Dunston said Gore, Bush and Forbes flew big planes loaded with press. There also were separate planes loaded with media.

"I think this year was probably bigger than the past ..." said Bill Flannery, aviation director for the Des Moines International Airport. "But January tends to be a slow month, and certainly ... airlines and car rental people do a nice business in January because of the caucuses."

Alan Keyes' entourage -- on a commercial flight -- was turned back by a snowstorm on the East Coast. After changing planes in Detroit, they were an hour out of Boston's Logan Airport when it was closed because of whiteout conditions. The plane returned to Detroit.

The former diplomat had planned to attend a fund-raiser in Keene, N.H., on Tuesday night, but met instead with Detroit-area media and appeared on several television news programs via satellite, said Keyes spokesman Peter Malvey.

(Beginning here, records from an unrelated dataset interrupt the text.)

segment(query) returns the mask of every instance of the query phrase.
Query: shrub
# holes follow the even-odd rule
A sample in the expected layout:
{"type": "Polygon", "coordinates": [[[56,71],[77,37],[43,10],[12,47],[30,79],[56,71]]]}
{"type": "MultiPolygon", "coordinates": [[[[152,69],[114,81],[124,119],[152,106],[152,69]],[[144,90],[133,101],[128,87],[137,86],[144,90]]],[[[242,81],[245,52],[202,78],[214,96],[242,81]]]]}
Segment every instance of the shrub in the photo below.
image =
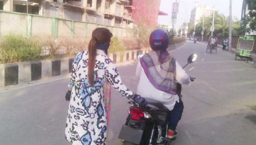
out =
{"type": "Polygon", "coordinates": [[[126,50],[134,50],[138,49],[137,42],[134,39],[124,39],[121,41],[122,45],[126,50]]]}
{"type": "Polygon", "coordinates": [[[11,33],[0,41],[1,62],[12,63],[41,58],[42,44],[37,38],[11,33]]]}
{"type": "Polygon", "coordinates": [[[122,45],[116,37],[113,37],[111,39],[113,42],[108,49],[108,53],[113,52],[122,52],[125,51],[124,46],[122,45]]]}
{"type": "Polygon", "coordinates": [[[142,20],[139,20],[133,28],[134,38],[137,40],[138,48],[150,46],[149,36],[153,31],[152,28],[148,27],[148,25],[142,20]]]}

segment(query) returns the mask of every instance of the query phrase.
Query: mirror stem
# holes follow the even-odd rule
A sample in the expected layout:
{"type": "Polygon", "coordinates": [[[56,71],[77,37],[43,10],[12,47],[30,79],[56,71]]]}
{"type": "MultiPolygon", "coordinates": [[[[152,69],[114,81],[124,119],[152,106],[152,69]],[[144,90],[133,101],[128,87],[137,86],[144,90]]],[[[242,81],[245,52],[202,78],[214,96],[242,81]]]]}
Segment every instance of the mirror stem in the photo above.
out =
{"type": "Polygon", "coordinates": [[[186,67],[186,66],[188,64],[189,64],[189,63],[187,63],[187,64],[186,64],[185,66],[184,66],[184,67],[183,67],[182,68],[182,69],[183,69],[185,67],[186,67]]]}

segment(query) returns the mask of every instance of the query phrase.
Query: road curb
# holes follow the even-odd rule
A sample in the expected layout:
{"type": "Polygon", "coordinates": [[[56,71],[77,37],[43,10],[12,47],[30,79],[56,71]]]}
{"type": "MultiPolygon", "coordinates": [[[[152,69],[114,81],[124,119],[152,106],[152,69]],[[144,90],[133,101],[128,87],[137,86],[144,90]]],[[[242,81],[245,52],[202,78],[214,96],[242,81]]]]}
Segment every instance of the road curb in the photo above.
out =
{"type": "MultiPolygon", "coordinates": [[[[170,51],[184,45],[186,41],[169,46],[170,51]]],[[[137,59],[139,55],[149,52],[150,49],[134,50],[123,53],[111,53],[108,57],[115,63],[137,59]]],[[[26,83],[41,78],[63,75],[72,72],[73,58],[0,64],[0,87],[26,83]]]]}
{"type": "MultiPolygon", "coordinates": [[[[207,42],[205,42],[205,41],[202,41],[202,42],[204,43],[205,44],[208,43],[207,42]]],[[[217,47],[222,49],[222,47],[221,46],[220,46],[219,45],[218,45],[217,46],[217,47]]],[[[232,49],[236,49],[234,48],[231,48],[231,51],[230,52],[232,53],[236,53],[236,51],[233,50],[232,50],[232,49]]],[[[227,51],[227,52],[228,52],[228,51],[227,51]]],[[[253,61],[253,63],[256,63],[256,59],[253,58],[252,57],[251,57],[251,58],[252,59],[252,61],[253,61]]]]}

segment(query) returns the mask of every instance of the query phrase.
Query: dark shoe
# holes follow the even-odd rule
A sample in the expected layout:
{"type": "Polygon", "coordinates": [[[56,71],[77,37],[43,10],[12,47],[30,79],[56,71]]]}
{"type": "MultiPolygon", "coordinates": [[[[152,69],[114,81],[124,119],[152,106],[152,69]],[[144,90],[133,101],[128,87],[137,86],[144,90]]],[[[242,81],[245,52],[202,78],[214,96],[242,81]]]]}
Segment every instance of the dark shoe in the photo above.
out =
{"type": "Polygon", "coordinates": [[[178,132],[176,131],[173,131],[170,129],[168,130],[168,132],[167,132],[167,139],[172,139],[174,137],[175,137],[177,134],[178,134],[178,132]]]}

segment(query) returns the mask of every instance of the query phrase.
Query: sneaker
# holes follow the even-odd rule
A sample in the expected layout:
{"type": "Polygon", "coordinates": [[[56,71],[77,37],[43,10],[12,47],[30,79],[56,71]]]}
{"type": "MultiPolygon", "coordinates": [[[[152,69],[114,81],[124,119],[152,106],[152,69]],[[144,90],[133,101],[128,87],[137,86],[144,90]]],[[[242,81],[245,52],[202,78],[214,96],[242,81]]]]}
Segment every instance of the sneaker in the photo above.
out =
{"type": "Polygon", "coordinates": [[[169,139],[173,139],[177,134],[178,134],[178,132],[177,132],[176,131],[173,131],[170,129],[169,129],[168,132],[167,132],[167,138],[169,139]]]}

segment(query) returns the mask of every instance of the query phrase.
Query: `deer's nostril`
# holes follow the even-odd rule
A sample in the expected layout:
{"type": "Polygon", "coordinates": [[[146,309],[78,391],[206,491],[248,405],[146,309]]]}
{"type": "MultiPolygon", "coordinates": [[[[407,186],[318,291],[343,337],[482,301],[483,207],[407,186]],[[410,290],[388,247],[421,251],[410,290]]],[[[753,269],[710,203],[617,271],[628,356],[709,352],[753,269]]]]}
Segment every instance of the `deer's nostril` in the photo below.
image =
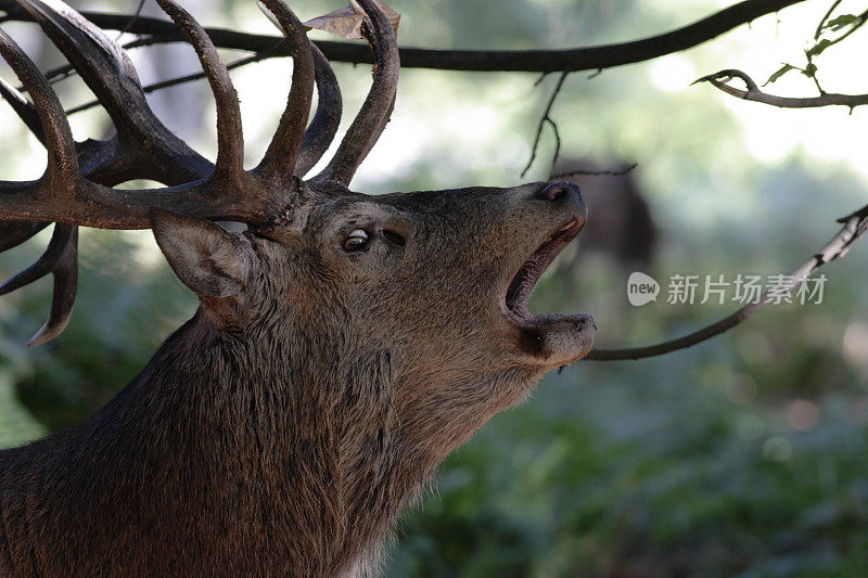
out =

Malvey said Keyes would be on a flight early Wednesday to participate in a debate in Manchester, NH. "We'll do whatever it takes to get the ambassador to the debate."

Sen. Orrin Hatch, who finished with a 1 percent showing in Iowa, crept quietly out of town. He was expected to announced Wednesday he was dropping out of the race.

At the Iowa Historical Building on Tuesday, NBC crews were still dismantling the two full-size studios they built on the museum's third-floor terrace to showcase the view of Iowa's golden domed Capitol. CBS crews, which had set up on the second floor of the Capitol law library, were still packing up Tuesday morning.